The previous Ebola outbreak in West Africa (2014-2016) was the largest since 1976 and Guinea was one of the three most affected countries. During the recent outbreak, the investigation concluded that six people who attended the same funeral were diagnosed with Ebola. Two of them died and four of them were hospitalized.
“It’s a huge concern to see the resurgence of Ebola in Guinea, a country which has already suffered so much from the disease. However, banking on the expertise and experience built during the previous outbreak, health teams in Guinea are on the move to quickly trace the path of the virus and curb further infections,” said Dr. Matshidiso Moeti, the World Health Organization (WHO) Regional Director for Africa.
Guinea is well-prepared to fight the new crisis with the support of the WHO and international partners. There is a significant difference between the recent outbreak and the previous one because back in 2014-2016 there were no available Ebola vaccines. Fortunately, at the moment there are two, Ervebo and Zabdeno/Mvabea. These vaccines have already been approved and were very effective during the recent outbreak in Congo. Besides the vaccines, there are two treatments available Immazeb and Ebanga both of them approved in 2020.
“The last time Guinea faced an Ebola outbreak, vaccines were still being developed,” said WHO Director-General Dr Tedros Adhanom Ghebreyesus. “With the experience and expertise it has built up, combined with safe and effective vaccines, Guinea has the tools and the know-how to respond to this outbreak.”
It is important to keep in mind that Guinea is a border area therefore Liberia and Sierra Leone also work together with the WHO when it comes to community surveillance and increasing testing capacities. The previous epidemic had started in Guinea, then spread to Sierra Leone and Liberia. This resulted in 28.000 cases and 11.000 deaths.

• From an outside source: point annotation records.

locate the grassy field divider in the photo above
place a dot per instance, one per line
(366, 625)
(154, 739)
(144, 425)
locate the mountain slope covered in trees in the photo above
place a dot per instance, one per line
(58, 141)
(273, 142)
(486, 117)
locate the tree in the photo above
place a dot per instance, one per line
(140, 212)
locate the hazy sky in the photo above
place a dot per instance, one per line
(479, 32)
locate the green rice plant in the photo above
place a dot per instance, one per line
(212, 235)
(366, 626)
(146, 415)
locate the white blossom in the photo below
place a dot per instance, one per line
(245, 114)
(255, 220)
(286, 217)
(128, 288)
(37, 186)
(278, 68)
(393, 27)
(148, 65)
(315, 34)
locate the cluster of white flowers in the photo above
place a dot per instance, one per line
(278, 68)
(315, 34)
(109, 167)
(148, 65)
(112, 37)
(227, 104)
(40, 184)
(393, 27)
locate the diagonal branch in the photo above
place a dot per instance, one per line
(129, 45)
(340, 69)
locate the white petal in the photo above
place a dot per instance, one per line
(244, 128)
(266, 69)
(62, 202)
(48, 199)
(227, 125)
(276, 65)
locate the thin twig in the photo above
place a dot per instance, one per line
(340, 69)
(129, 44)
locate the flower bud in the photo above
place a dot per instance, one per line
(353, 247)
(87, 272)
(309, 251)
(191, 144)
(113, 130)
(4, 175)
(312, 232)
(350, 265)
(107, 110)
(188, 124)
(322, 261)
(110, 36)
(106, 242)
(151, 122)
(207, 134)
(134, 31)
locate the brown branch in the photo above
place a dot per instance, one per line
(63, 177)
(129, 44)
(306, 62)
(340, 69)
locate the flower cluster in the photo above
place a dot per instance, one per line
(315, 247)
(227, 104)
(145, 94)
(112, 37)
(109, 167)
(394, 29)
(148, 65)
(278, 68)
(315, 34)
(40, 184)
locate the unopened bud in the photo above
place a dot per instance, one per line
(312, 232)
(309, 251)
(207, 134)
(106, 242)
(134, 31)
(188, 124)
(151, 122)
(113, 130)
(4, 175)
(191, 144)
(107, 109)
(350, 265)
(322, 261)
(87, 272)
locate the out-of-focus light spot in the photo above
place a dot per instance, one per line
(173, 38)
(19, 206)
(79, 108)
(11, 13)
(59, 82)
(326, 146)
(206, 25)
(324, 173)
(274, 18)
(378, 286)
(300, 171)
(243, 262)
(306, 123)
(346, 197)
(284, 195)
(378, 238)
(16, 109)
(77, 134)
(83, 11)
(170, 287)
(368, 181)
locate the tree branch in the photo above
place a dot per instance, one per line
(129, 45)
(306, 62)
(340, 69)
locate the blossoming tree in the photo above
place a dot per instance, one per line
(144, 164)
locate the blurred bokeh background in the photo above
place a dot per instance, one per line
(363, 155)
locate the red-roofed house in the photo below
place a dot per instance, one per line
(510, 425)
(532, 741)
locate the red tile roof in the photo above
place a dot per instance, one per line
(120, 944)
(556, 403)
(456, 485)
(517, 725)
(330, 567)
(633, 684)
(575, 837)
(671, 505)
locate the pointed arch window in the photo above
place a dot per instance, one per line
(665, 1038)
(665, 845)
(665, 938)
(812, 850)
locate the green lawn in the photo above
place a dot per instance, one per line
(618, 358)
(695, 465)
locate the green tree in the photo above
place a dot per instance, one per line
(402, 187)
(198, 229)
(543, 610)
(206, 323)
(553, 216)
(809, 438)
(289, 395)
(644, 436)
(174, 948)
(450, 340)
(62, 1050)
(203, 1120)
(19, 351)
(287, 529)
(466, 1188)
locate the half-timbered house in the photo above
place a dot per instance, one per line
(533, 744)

To prevent the disease from spreading, there are several measures that have to promptly be applied. Contact-tracing, setting up medical facilities for isolation, raising awareness, and community engagement. Ebola specialists say that community engagement is key in controlling the outbreak. If the citizens become nervous and distrustful it is most likely to make things less effective.
The WHO supports the training of healthcare workers to respond to the epidemic. It provides additional surveillance, personal protective equipment, helps with infection prevention, and controls health facilities and other key locations. The WHO also distributed US$ 1.25 million and the UN further donated US$ 15 million to the Ebola control measures in Guinea and its neighboring countries.
By February 23rd, only one week after the epidemic had started, the vaccination of people in high-risk areas and health care workers was underway, proving the outstanding efficacy of well-prepared disease control. Authorities have been applying the WHO-advised ring vaccination strategy which means that every confirmed contact of an Ebola patient gets vaccinated.
The rapid response and vaccination rollout are due to the experience Guinea had gotten during the previous outbreaks, including the ones in Congo where 50 Guinean healthcare workers were deployed to help. “The speed with which Guinea has managed to start up vaccination efforts is remarkable and is largely thanks to the enormous contribution its experts have made to the recent Ebola outbreaks in the DRC,” said Dr. Matshidiso Moeti, WHO Regional Director for Africa. “Africans supporting fellow Africans to respond to one of the most dangerous diseases on the planet is a testament to the emergency response capacity we have built over the years on the continent.”
For the time being it seems that the WHO, international agencies, and the local authorities can keep the Ebola outbreak under control. ECDC experts say that there is a low likelihood for the virus to spread to the European continent especially with the Covid-19 pandemic safety measures and the travel bans that help with the prevention and control of this epidemic.